As more and more machines compete for these rewards, it becomes more and more difficult to generate hashes, which validate the transactions. This has meant that over time, a kind of arms race has developed for cheaper and yet more efficient machines that can compete.
Therefore, over time, many people have invested large sums of money into employing high performance computers (FPGAs and ASICs) in order to try and keep this process profitable. Often the value of the currency obtained for finding a hash often does not justify the amount of money spent on setting up the machines, the cooling facilities to overcome the heat they produce, and the electricity required to run them.
To combat this, some miners pool their resources and then share the reward, proportional to the amount of work they contributed.
Some have also found ways to utilise their access to electricity.

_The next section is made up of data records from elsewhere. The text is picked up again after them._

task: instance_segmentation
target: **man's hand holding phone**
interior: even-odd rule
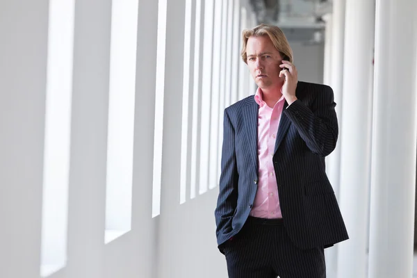
[[[287,101],[288,105],[297,100],[295,97],[295,89],[298,82],[297,68],[288,60],[282,60],[279,67],[282,69],[279,72],[279,77],[285,76],[284,85],[282,85],[282,95]]]

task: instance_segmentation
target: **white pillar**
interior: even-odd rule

A power station in Missouri, Montana that was built in 1910 was facing an uncertain future after it stopped operating in 2003. However, in a ground-breaking decision the Federal Energy Regulatory Commission approved an application in 2019 to convert it into a cryptocurrency mining centre.
Nodes is the name given to a computer that runs the bitcoin software and helps keep bitcoin running and distributing the shared information.
Anyone can be a node. The software is open source and easily downloadable. However, the downside is the current size of the bitcoin blockchain is around 300GB and growing, and of course the energy you use to be part of the process.
Nodes spread changes to blockchain through their network. One node sends to a few known nodes, who send to others etc etc. And it travels through the entire network relatively quickly.
Some nodes are mining nodes, or ‘miners’. These computers group transactions into blocks and add them to the blockchain. Each block has a complex mathematical puzzle attached to it that needs solving before the reward is given.
Essentially, the puzzle is a random number that must be found and announced to the rest of the network. All other miners then stop working on that particular puzzle and go on to the next one, and the winning miner gets some bitcoin for their efforts.
At the moment the reward is 12.5 bitcoins per block, which at the moment is worth $100,000. So it sounds like a pretty good deal, except that there are a lot of nodes competing for that reward, and it comes down to a lot of computing power and a lot of luck if you make a lot of money this way.
On top of that, over time the rewards decrease. Every four years or so, the rewards are halved, further decreasing the inflation of the coin.